Europeans face mob anger over child 'abductions' in Chad
Abeche, Chad (AFP) Oct 30, 2007
Sixteen Europeans charged over the alleged abduction of 103 children faced abuse from angry protesters in eastern Chad Tuesday, as a row escalated in France over the government's failure to prevent their operation.
Nine French nationals, including six members of the charity Zoe's Ark and three journalists, were charged late Monday with "kidnapping minors" and "fraud" for trying to fly the children from the Chad-Darfur border to France, prosecutors in the eastern town of Abeche said.
Seven Spanish aircraft crew and two Chadian nationals were charged with complicity. Spain's foreign ministry said it "disagrees" with the charges and would seek the release of its nationals.
An angry mob of several dozen people gathered outside the court house in Abeche, calling the Europeans "thieves" and "killers" and accusing former colonial power France of being an "accomplice".

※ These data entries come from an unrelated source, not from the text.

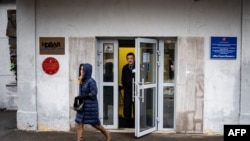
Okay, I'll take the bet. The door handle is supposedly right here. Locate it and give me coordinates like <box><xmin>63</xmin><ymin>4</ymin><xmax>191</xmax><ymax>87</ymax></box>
<box><xmin>133</xmin><ymin>79</ymin><xmax>145</xmax><ymax>103</ymax></box>
<box><xmin>140</xmin><ymin>79</ymin><xmax>145</xmax><ymax>103</ymax></box>
<box><xmin>132</xmin><ymin>78</ymin><xmax>135</xmax><ymax>102</ymax></box>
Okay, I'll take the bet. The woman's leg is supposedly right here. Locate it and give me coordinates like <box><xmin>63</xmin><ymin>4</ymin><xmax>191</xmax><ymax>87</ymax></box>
<box><xmin>76</xmin><ymin>123</ymin><xmax>84</xmax><ymax>141</ymax></box>
<box><xmin>93</xmin><ymin>124</ymin><xmax>111</xmax><ymax>141</ymax></box>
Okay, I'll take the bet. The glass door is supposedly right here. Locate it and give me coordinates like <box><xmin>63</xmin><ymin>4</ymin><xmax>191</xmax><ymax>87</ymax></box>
<box><xmin>158</xmin><ymin>39</ymin><xmax>176</xmax><ymax>130</ymax></box>
<box><xmin>98</xmin><ymin>40</ymin><xmax>118</xmax><ymax>129</ymax></box>
<box><xmin>134</xmin><ymin>38</ymin><xmax>158</xmax><ymax>137</ymax></box>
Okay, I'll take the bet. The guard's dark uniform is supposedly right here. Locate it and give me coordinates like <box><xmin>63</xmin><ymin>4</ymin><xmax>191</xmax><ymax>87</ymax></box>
<box><xmin>122</xmin><ymin>64</ymin><xmax>135</xmax><ymax>126</ymax></box>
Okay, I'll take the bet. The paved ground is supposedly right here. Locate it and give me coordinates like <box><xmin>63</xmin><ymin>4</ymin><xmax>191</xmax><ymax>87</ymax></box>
<box><xmin>0</xmin><ymin>110</ymin><xmax>224</xmax><ymax>141</ymax></box>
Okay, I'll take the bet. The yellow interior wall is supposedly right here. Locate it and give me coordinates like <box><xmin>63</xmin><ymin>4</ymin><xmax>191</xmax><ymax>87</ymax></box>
<box><xmin>118</xmin><ymin>47</ymin><xmax>135</xmax><ymax>117</ymax></box>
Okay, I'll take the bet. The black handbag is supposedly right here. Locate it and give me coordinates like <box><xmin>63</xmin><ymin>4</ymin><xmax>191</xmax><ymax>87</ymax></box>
<box><xmin>73</xmin><ymin>96</ymin><xmax>84</xmax><ymax>111</ymax></box>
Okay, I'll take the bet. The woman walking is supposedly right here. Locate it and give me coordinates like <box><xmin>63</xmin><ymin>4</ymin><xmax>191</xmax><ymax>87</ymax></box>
<box><xmin>75</xmin><ymin>63</ymin><xmax>111</xmax><ymax>141</ymax></box>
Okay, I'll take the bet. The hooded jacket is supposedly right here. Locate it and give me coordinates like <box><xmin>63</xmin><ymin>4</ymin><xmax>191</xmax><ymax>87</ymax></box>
<box><xmin>75</xmin><ymin>63</ymin><xmax>100</xmax><ymax>125</ymax></box>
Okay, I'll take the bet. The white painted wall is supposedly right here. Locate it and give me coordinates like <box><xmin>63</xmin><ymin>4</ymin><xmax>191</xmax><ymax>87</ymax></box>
<box><xmin>0</xmin><ymin>0</ymin><xmax>16</xmax><ymax>109</ymax></box>
<box><xmin>16</xmin><ymin>0</ymin><xmax>250</xmax><ymax>134</ymax></box>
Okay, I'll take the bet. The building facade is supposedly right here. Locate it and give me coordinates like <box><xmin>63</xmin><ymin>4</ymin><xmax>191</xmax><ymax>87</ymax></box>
<box><xmin>6</xmin><ymin>0</ymin><xmax>250</xmax><ymax>136</ymax></box>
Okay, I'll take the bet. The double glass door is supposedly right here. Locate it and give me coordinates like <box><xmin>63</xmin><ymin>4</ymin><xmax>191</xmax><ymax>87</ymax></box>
<box><xmin>98</xmin><ymin>38</ymin><xmax>175</xmax><ymax>137</ymax></box>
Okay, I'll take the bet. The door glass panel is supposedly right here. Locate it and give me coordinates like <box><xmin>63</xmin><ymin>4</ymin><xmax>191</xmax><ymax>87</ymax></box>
<box><xmin>135</xmin><ymin>38</ymin><xmax>157</xmax><ymax>137</ymax></box>
<box><xmin>139</xmin><ymin>87</ymin><xmax>156</xmax><ymax>132</ymax></box>
<box><xmin>163</xmin><ymin>86</ymin><xmax>174</xmax><ymax>128</ymax></box>
<box><xmin>103</xmin><ymin>86</ymin><xmax>114</xmax><ymax>124</ymax></box>
<box><xmin>163</xmin><ymin>40</ymin><xmax>175</xmax><ymax>82</ymax></box>
<box><xmin>139</xmin><ymin>43</ymin><xmax>156</xmax><ymax>83</ymax></box>
<box><xmin>103</xmin><ymin>43</ymin><xmax>114</xmax><ymax>82</ymax></box>
<box><xmin>103</xmin><ymin>43</ymin><xmax>114</xmax><ymax>125</ymax></box>
<box><xmin>162</xmin><ymin>39</ymin><xmax>175</xmax><ymax>129</ymax></box>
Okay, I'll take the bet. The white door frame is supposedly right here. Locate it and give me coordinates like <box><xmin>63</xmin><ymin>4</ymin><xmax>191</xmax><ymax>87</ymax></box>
<box><xmin>97</xmin><ymin>40</ymin><xmax>119</xmax><ymax>129</ymax></box>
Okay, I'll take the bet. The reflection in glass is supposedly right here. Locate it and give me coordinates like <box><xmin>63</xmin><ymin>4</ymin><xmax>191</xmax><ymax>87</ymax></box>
<box><xmin>164</xmin><ymin>40</ymin><xmax>175</xmax><ymax>82</ymax></box>
<box><xmin>103</xmin><ymin>86</ymin><xmax>114</xmax><ymax>125</ymax></box>
<box><xmin>163</xmin><ymin>86</ymin><xmax>174</xmax><ymax>128</ymax></box>
<box><xmin>103</xmin><ymin>43</ymin><xmax>114</xmax><ymax>82</ymax></box>
<box><xmin>103</xmin><ymin>62</ymin><xmax>113</xmax><ymax>82</ymax></box>
<box><xmin>140</xmin><ymin>43</ymin><xmax>156</xmax><ymax>83</ymax></box>
<box><xmin>139</xmin><ymin>88</ymin><xmax>155</xmax><ymax>132</ymax></box>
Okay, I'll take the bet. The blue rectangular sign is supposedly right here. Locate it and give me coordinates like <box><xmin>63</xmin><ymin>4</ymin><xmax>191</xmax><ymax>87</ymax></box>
<box><xmin>210</xmin><ymin>37</ymin><xmax>237</xmax><ymax>59</ymax></box>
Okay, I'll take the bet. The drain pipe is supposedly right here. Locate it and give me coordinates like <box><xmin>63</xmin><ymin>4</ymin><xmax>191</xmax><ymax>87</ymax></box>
<box><xmin>34</xmin><ymin>0</ymin><xmax>38</xmax><ymax>130</ymax></box>
<box><xmin>239</xmin><ymin>0</ymin><xmax>243</xmax><ymax>124</ymax></box>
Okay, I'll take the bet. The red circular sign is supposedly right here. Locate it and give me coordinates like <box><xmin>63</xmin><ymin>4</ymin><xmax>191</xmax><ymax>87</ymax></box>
<box><xmin>42</xmin><ymin>57</ymin><xmax>59</xmax><ymax>75</ymax></box>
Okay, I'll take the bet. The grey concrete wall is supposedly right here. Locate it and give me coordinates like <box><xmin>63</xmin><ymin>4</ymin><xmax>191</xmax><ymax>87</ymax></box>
<box><xmin>176</xmin><ymin>37</ymin><xmax>204</xmax><ymax>133</ymax></box>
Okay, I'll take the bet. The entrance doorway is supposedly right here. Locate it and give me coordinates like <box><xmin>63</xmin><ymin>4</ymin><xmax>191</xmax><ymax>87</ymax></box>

An AFP journalist saw the Europeans, in very low sprits, held in a dusty room in the Abeche court ahead of their transfer to the capital N'Djamena.
The French charity workers were wearing fireman's trousers and t-shirts marked "Children Rescue", the name of their operation. Spanish women among the flight crew fought to hold back tears.
Speaking in Corsica, French President Nicolas Sarkozy repeated that the charity workers "were wrong to do what they did" but said he would try to reach an accord with the Chadian authorities.
"We are going to try to find an arrangement to ensure that in this case no one loses face, and find out the exact truth about why they went to pick up these children and what for," Sarkozy said.
The Chadian authorities have accepted that the three French journalists cannot be "treated in the same fashion" as the charity's organisers,
Eric Chevalier, special advisor to French Foreign Minister Bernard Kouchner, told RTL radio that the Chadian authorities had accepted the three French journalists cannot be "treated in the same fashion" as the charity's organisers.
But there is a row over the status of one of the three, France 3 television's Marie-Agnes Peleran, who was on compassionate leave at the time of the incident.
The Europeans were detained Thursday as they prepared to put the children on a chartered flight to France. The children were presented as orphans whose lives were at risk from civil war in Sudan's Darfur province.
Aid workers in Abeche have been trying to piece together the background of the children, aged one to 10, who were to be adopted or fostered by families in France each paying 2,800 to 6,000 euros (4,000 to 8,600 dollars).
The UN children's agency UNICEF has said it does not know if they are orphans but France's foreign ministry says it believes they are mostly Chadian and not Darfuris.
Raucous scenes broke out in the French parliament as the opposition demanded the government explain why it allowed the charity's operation to get so far.
"We have got ourselves into an impossible situation and I would like to know exactly what the French authorities' role was," former Socialist prime minister Laurent Fabius said.
It has been revealed that French military planes in Chad carried charity members on several occasions, while Le Figaro newspaper reported that a government official was due to "welcome" the children upon arrival in France.
Prime Minister Francois Fillon insisted "the foreign ministry did everything to persuade Zoe's Ark not to go ahead," warning it would be breaking the law, but that France and Chad were "tricked by an association that hid under a false name", Children Rescue.
Defence Minister Herve Morin told France 3 that the army was "only doing its job and respecting procedures" when it gave "logistical help" to the charity.
One of the would-be foster parents in France claimed that the only reason the airlift ended in recriminations was because the charity refused to pay a bribe to the local police chief.
"It ended this way because the police chief in Abeche was asking for a colossal sum, a huge bribe, to allow the plane to take off. But Mr Breteau (the founder of Zoe's Ark) refused to pay," said Delphine Charles.